Ce petit gouffre de questions donne une idée du défi qui attendait la poète et romancière Élise Turcotte lorsqu’elle a entrepris de raconter l’existence à la fois lumineuse et sombre de sa tante Denise Brosseau.

Née à Sorel en 1936, elle est morte tragiquement en 1986 à Montréal. Débarquée à 17 ans à Paris où, après des études en théâtre, elle prendra des cours de mime avec le célèbre Marcel Marceau, elle va épouser à 24 ans l’artiste franco-chilien Alejandro Jodorowsky (le réalisateur d’El Topo et de La montagne sacrée), avant de s’installer avec lui au Mexique, où elle fera la rencontre du peintre Fernando García Ponce, qui sera son second mari et avec qui elle aura un fils.

Amie de Pauline Julien et de Gérald Godin, de Gaston Miron et de Roland Giguère, Denise Brosseau va aussi passer de longues années à lutter contre la maladie mentale et l’alcoolisme.

C’est avec de bien maigres indices, dont quelques lettres adressées à Miron, qu’Élise Turcotte s’est lancée sur les traces de cette femme qu’elle a peu connue, mais qui a pourtant exercé sur elle une influence considérable.

Autoportrait d’une autre est à la fois le chemin et la destination d’une enquête « sur l’angle mort de nos vies ».

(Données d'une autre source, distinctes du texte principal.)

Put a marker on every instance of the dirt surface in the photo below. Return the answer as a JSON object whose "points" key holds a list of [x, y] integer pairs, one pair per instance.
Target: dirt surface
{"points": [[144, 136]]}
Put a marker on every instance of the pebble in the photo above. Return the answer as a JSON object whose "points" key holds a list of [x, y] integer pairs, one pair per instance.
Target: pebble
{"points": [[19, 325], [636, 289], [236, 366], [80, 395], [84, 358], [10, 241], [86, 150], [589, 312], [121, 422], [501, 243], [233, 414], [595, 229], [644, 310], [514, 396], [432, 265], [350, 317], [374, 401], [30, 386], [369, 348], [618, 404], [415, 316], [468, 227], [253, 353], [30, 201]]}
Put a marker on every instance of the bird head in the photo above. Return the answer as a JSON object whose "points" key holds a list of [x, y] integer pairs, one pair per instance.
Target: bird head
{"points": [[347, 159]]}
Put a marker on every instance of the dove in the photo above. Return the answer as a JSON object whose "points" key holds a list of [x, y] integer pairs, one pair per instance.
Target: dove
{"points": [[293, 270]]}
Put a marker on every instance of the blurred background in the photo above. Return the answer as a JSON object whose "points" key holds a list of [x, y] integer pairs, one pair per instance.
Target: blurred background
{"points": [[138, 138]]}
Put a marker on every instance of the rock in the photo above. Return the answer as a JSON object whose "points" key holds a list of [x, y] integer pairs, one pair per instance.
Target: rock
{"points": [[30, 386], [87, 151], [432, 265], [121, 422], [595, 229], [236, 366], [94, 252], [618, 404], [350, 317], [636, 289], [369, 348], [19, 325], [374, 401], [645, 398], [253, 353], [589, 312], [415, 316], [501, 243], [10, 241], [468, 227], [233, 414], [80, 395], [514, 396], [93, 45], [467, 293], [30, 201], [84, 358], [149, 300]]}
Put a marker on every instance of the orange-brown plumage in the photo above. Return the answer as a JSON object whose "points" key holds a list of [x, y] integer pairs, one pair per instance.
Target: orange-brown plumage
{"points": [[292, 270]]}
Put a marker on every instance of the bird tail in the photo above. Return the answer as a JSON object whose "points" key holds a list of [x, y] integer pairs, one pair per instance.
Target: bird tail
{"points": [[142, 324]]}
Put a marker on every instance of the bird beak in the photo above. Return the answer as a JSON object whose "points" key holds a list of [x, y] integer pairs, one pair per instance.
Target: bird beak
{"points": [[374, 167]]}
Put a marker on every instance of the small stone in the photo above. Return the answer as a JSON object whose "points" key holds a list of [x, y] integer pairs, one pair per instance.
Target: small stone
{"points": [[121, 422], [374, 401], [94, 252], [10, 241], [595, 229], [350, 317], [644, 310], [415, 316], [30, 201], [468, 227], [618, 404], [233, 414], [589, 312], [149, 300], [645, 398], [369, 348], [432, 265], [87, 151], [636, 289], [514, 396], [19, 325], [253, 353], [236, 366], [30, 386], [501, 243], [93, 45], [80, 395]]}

« J’ai toujours pensé que toute vie méritait d’être racontée », explique Élise Turcotte au cours d’un entretien téléphonique. « Sa vie m’a hantée toute ma jeunesse. On disait que je lui ressemblais, même si ce n’est pas si vrai. Je l’ai fait peut-être pour réparer ma propre absence. Je n’étais pas aux funérailles et je n’ai pas su ce qui s’était vraiment passé, on ne parlait pas beaucoup de la maladie mentale à cette époque. Je l’ai fait pour me réconcilier avec moi-même, mais c’est surtout qu’on écrit un peu contre l’oubli. Je voulais vraiment écrire contre ça. Pour ne pas qu’elle soit oubliée, dans ma famille d’abord, mais aussi plus largement. »

Ce livre, que l’autrice de Pourquoi faire une maison avec ses morts et de Guyana (Leméac, 2007 et 2011) n’hésite pas à présenter comme un roman, son 1huitième depuis Le bruit des choses vivantes (Leméac, 1991), est une sorte de portrait composite et vivant, étonnamment fluide, qui redonne vie à cette femme. Une façon pour l’écrivaine de lui rendre hommage et de payer une vieille dette, d’essayer de réparer quelque chose, tout en promenant un miroir entre Sorel, Paris, Montréal et Mexico.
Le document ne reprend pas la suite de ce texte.